Using System.Random over multiple data types - the Haskell way?
I'm trying to learn Haskell in the most "Haskell way" possible, so I'm trying to avoid things like dos
and lets
that sort of obscure what's actually going on.
So I have a data type called Org
that in is defined as so:
data Org = Org
{ pos :: Pos2D
, color :: Color
} deriving (Show)
where Color
and Pos2D
are defined as so:
-- Not actually defined like this, it's Graphics.Gloss.Data.Color
data Color = Color Float Float Float Float
data Pos2D = Pos2D Float Float
Now I've implemented UniformRange
for Pos2D
and Uniform
for Color
as so:
instance UniformRange Pos2D
where
uniformRM (Pos2D x1 y1, Pos2D x2 y2) g = Pos2D
<$> uniformRM (x1, x2) g
<*> uniformRM (y1, y2) g
instance Uniform Color
where
uniformM g = G.makeColor
<$> uniformRM (0.0, 1.0) g
<*> uniformRM (0.0, 1.0) g
<*> uniformRM (0.0, 1.0) g
<*> return 1.0
Given a tuple of Pos2D
(representing the corners of the bounds), it will return a random Pos2D
distributed uniformly between those. And for Color
, it will return a random color with uniform R, G, and B values, but with a fixed alpha = 255 (1.0).

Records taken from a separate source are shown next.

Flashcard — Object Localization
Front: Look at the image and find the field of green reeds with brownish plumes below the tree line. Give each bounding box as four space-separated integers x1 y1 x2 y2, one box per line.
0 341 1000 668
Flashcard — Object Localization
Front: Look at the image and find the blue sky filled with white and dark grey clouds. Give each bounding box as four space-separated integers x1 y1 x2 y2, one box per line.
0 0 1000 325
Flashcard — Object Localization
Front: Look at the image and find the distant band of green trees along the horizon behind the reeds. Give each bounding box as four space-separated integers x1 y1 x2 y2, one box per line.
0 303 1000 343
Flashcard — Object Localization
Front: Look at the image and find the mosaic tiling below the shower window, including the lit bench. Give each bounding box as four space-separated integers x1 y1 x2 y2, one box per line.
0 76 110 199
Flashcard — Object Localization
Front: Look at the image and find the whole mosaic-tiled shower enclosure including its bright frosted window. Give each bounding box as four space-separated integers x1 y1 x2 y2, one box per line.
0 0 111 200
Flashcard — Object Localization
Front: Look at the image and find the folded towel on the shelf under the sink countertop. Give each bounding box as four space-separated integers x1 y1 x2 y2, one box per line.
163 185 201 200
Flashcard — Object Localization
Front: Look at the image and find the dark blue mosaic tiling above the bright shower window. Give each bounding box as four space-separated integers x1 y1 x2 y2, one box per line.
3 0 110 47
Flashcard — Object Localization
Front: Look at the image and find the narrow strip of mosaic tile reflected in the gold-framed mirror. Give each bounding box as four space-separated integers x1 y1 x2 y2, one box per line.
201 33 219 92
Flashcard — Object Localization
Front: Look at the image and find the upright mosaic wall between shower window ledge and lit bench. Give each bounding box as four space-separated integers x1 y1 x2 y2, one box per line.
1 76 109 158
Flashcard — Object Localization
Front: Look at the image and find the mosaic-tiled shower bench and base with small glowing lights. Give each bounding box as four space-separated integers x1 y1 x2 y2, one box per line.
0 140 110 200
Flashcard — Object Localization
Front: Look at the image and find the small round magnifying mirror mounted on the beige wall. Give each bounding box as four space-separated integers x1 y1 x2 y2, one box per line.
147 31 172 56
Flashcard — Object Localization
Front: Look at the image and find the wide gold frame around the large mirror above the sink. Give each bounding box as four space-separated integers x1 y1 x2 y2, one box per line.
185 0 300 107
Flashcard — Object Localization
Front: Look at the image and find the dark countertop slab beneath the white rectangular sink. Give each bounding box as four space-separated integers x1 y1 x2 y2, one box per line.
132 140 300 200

The question is now, how do I make an org?
randomOrg :: RandomGen g => g -> Org
randomOrg = -- ...
where
gen = mkStdGen 1337
The issue I'm having is that uniformR
and uniformM
take a g
and return a tuple of (a, g)
. So I'm not sure what the cleanest, most "Haskelly" way would be to actually chain these calls together to create the Org.
Any thoughts? Thanks,
Edit:
I know that I can do this:
randomOrg :: RandomGen g => g -> Org
randomOrg g = Org pos color
where
(pos, g1) = uniformR (Pos2D 0 0, Pos2D 720 480) g
(color, g2) = uniform g1
But I'm not a fan of that for obvious reasons.